On April 24, 2015, I piled into a minivan with some writers, some editors, a few coolers of food, and heavens knows how many pens, notepads, books, and computers. We drove into the Pocono Mountains of Pennsylvania that beautiful spring morning. This trip was part of my “rewards” for backing the Uncanny Magazine Year One Kickstarter.
The Uncanny Cabin.
It was my first writing retreat. It was my first opportunity to talk to published writers, get my work critiqued, learn about the industry, and connect with new faces.
Yes, it was uncanny.
It was uncanny how much writing is like my day job, and how much it isn’t. It was uncanny how comfortable I felt around total strangers, and how nerve wracking a critique is even though I receive them every day. (I’m a web designer. We critique a lot.) It was uncanny how much the cabin felt like trips to the mountains I’d visited as a child, and how very different everything felt now that I’m not.
And yes, there was writing. I don’t know if all writing retreats are the same, this being my first one, but every few hours someone announced, “Okay, I’m going to write for about an hour,” and everything stopped because everyone else wanted to do the same thing.
I could not be happier with the reward that I received. It was fantastic to dive into my fiction and come up gasping for air every few hundred words. In between writing jags, we celebrated with food, drink, games, and an uncanny horror story.
Uncanny Cabin wasn’t the special reward in the kickstarter.
It didn’t hold a candle to the ongoing delight thousands of people get from Uncanny Magazine and its accompanying Podcast.

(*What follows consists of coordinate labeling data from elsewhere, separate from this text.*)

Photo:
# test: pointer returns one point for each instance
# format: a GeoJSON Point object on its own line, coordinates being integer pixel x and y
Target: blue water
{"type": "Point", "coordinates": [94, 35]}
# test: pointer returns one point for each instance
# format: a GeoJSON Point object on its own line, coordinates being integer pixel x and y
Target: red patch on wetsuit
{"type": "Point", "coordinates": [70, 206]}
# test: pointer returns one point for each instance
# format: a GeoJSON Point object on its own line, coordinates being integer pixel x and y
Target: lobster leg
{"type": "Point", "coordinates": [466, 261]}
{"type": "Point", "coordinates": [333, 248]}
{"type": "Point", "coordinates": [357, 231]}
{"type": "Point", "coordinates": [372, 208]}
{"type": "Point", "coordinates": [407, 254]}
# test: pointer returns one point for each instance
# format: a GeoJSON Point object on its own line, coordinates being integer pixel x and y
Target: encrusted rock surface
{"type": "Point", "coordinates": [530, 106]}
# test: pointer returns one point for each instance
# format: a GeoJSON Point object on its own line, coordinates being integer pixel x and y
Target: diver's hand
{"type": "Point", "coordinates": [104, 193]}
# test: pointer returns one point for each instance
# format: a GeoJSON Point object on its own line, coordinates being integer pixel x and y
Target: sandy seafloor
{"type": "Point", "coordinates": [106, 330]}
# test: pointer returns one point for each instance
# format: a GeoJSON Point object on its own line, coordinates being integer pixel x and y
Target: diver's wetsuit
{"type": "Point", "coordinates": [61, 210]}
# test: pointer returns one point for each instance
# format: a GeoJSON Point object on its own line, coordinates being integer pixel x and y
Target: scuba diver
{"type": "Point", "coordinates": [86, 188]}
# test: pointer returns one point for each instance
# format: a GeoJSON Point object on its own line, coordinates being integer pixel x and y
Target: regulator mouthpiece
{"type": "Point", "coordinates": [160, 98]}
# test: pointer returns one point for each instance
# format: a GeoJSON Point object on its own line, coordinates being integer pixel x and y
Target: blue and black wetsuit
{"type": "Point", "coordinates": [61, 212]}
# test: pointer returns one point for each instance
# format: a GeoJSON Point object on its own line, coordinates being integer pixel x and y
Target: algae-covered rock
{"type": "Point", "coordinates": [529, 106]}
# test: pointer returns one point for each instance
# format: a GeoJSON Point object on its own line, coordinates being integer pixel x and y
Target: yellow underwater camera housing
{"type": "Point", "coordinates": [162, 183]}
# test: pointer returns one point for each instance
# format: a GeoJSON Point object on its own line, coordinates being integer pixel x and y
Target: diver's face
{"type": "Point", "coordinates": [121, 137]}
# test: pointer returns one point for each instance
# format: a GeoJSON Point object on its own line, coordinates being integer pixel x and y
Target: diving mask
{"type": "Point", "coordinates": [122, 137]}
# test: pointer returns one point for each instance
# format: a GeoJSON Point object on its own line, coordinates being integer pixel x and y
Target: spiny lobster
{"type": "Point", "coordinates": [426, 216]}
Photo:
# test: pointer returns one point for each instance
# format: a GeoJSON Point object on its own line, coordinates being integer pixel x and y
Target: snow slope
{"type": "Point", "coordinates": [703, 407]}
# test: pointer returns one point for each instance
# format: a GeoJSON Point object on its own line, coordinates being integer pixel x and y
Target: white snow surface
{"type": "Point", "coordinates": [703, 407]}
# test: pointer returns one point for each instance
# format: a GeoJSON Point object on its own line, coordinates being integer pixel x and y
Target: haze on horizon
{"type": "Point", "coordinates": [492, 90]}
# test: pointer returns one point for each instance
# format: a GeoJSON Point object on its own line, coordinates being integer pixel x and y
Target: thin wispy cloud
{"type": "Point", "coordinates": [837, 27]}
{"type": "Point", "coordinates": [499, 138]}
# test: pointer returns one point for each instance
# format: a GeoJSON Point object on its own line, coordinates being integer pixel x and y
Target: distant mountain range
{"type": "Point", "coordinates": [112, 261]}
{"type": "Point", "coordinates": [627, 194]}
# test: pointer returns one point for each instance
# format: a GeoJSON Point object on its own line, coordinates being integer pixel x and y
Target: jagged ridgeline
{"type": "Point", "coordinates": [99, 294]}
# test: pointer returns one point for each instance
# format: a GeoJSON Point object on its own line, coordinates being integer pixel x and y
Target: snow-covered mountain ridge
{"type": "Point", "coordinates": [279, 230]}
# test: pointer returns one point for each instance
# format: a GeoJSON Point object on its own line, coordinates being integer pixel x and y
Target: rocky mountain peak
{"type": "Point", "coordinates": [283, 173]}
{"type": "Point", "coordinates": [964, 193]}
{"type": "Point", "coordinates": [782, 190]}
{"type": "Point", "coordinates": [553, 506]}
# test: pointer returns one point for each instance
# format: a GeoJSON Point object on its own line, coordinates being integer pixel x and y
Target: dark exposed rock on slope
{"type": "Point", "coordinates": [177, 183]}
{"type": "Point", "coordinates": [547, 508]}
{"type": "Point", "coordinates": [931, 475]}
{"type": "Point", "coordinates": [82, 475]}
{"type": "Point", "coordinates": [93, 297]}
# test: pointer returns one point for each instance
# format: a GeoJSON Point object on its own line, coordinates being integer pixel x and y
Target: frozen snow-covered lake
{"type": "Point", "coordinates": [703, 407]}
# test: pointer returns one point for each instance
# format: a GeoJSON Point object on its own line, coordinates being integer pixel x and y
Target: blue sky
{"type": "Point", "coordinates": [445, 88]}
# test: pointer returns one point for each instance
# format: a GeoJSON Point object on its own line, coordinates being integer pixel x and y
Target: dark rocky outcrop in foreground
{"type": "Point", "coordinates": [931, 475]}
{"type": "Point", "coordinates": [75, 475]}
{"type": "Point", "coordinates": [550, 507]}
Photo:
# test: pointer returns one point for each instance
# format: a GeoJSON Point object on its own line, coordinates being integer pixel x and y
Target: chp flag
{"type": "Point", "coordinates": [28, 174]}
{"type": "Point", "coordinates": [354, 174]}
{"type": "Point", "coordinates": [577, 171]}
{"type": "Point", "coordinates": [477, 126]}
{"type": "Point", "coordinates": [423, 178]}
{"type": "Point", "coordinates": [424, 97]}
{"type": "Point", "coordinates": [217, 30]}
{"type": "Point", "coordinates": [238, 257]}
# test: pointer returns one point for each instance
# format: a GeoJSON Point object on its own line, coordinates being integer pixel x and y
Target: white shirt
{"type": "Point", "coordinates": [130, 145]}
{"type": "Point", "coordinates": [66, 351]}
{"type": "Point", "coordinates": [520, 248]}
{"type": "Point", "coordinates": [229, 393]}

Lynne and Michael Thomas, Michi Trota, Erika Ensign, Steven Schapanksy, Deb Stanish, Amal El-Mohtar, and C. S. E. Cooney, have produced a classy, amazing, solid compilation of Science Fiction and Fantasy on a regular schedule, with big names and small, since November 4, 2014. It’s accompanied by a delicious podcast (I’m sorry that’s really the only word my brain will let me use for it — delicious. It’s up for a Parsec Award for heaven’s sake.) and captivating cover art. This is a serious accomplishment, the kind that many of us have dreamed of since we discovered reading and writing and Cricket magazine.
There aren’t enough superlatives to describe these folks and the magic they’ve produced. It’s uncanny.
To be honest, volunteering for group events with strangers isn’t usually something I would do, and I spent a good amount of time hemming and hawing last year over the choice, before deciding to take a chance.
On August 11th, a few days ago, Uncanny Magazine announced the Year Two Kickstarter. The line up is fantastic, the goals are reasonable, and most importantly, Uncanny Magazine is worth the investment.
I’ve already pledge to travel to the Uncanny Cabin for Year Two, but that shouldn’t stop you from kickstarting the magazine. Rewards range from public acknowledgement in the first issue to NAMING. A. UNICORN. Seriously, how often do you get a chance to name a magazine’s unicorn?
If you can’t back the Kickstarter, buy a subscription or become a Patron.
As the recipients of this reward, this magical every-two-months box of brain candy, the least we can do for ourselves is support the things that make us giddy with joy, or sorrow, or enchantment. Uncanny Magazine is one of those things.
As for me, I’m sharpening my pens for another round of uncanny adventures.